Travelling with the dogs and with Catherine (a Web designer who can work from anywhere) allows the 40-year-old Pisaroni a portable home he can take with him wherever he goes. He needs to – he spent only 24 days last year in his ostensible home, Vienna. And one week of that was in performance. The dogs both calm him down and help him conserve his energy. "On a performance day, I go on two long walks with them," he says. "One before the show, to help me focus, one after to help me relax."

And Pisaroni needs his dogs to keep him relaxed, because he is one of the most sought-after singers of his generation, carving out an enviable reputation with the great Mozart bass-baritone roles (the Count and Figaro in Figaro, Don Giovanni and Leporello in Don Giovanni) as well as other repertoire, including Rossini, who he'll be singing in Toronto. But for all his bass-baritone success, he yearned to be a tenor.

"I'm Italian," he says, "Carlo Bergonzi grew up in my village, Pavarotti just down the road. Those great tenor roles, in Verdi and Puccini, are in my blood. But you can only be what your voice allows you to be. I never was a boy soprano, and by 13, my voice had changed into this lower register. It's been there ever since. But it helped me know what I wanted to do. Kids struggle to know who they are, what they want to do. I never had that. I was sure."

And it was Italy that also shaped Pisaroni's early attitude toward dogs. "We have a weird culture around dogs in Italy – very uneducated and hostile." It was only when Pisaroni met Catherine and her golden retriever, Lenny, that his latent dog-lover blossomed into being. "It was love at first sight," he says. When Lenny died suddenly in 2010, "it was like a part of my body was missing. Putting him down was the worst thing I've ever done in my life."

Within a month, both Luca and Catherine knew they wanted another golden, and got themselves a new puppy. "We struggled with a name, but then realized it had to be Lenny 2. It sounds weird, but sometimes I think Lenny 1 never died." The couple had bought a friend for the first Lenny a couple of years earlier, the dachshund Tristan. Now the tiny Tristan and hefty Lenny are inseparable. Although, as is obvious on our walk, the little one is clearly the boss.

The Pisaronis are in Toronto, husband, wife and dogs, because Luca's starring in the COC production of a rarely heard Rossini opera, Maometto II. It's a role he sang in 2012 with New Mexico's Santa Fe Opera, one of Rossini's most challenging creations, if basically unknown. "I remember drooling when I heard Sam Ramey sing this role in 1999, and I said to my father, who was with me, 'Oh, I wish I could sing that role some day.' But when Santa Fe called, at first I said, 'Oh no, there's no way, I cannot sing it. It's too difficult.' But I've managed.

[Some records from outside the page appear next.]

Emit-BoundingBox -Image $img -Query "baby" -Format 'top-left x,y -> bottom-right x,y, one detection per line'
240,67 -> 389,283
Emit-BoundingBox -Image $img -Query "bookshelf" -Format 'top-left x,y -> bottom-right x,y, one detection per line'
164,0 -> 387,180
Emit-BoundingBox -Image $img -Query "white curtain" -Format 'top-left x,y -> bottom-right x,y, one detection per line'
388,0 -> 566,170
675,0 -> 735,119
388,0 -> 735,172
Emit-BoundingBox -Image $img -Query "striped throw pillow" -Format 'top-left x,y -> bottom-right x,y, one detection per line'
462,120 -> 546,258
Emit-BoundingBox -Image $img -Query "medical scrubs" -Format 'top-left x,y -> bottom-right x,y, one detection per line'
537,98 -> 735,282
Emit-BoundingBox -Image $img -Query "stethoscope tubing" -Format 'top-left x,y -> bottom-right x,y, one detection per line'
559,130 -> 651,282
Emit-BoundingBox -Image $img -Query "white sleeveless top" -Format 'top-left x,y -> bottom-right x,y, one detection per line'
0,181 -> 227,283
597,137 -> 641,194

Dramatically, this is one of Rossini's greatest productions."

We're back at the Pisaronis' apartment hotel, and Tristan and Lenny are making the noisy acquaintance of a group of other dogs. Tristan can be quite a barker, Luca tells me. Luca's off to rehearsal, Tristan and Lenny are going to have a bath (you can see them on their Facebook page, not happy at all with the experience).

Luca Pisaroni's charm and ease and sunniness is obviously something natural with him, but he can also thank those four-legged companions for his positive demeanour. With Catherine at his side, they are his family, his support group and his biggest fans.

Maometto II runs April 29 to May 14 at the Four Seasons Centre in Toronto (coc.ca).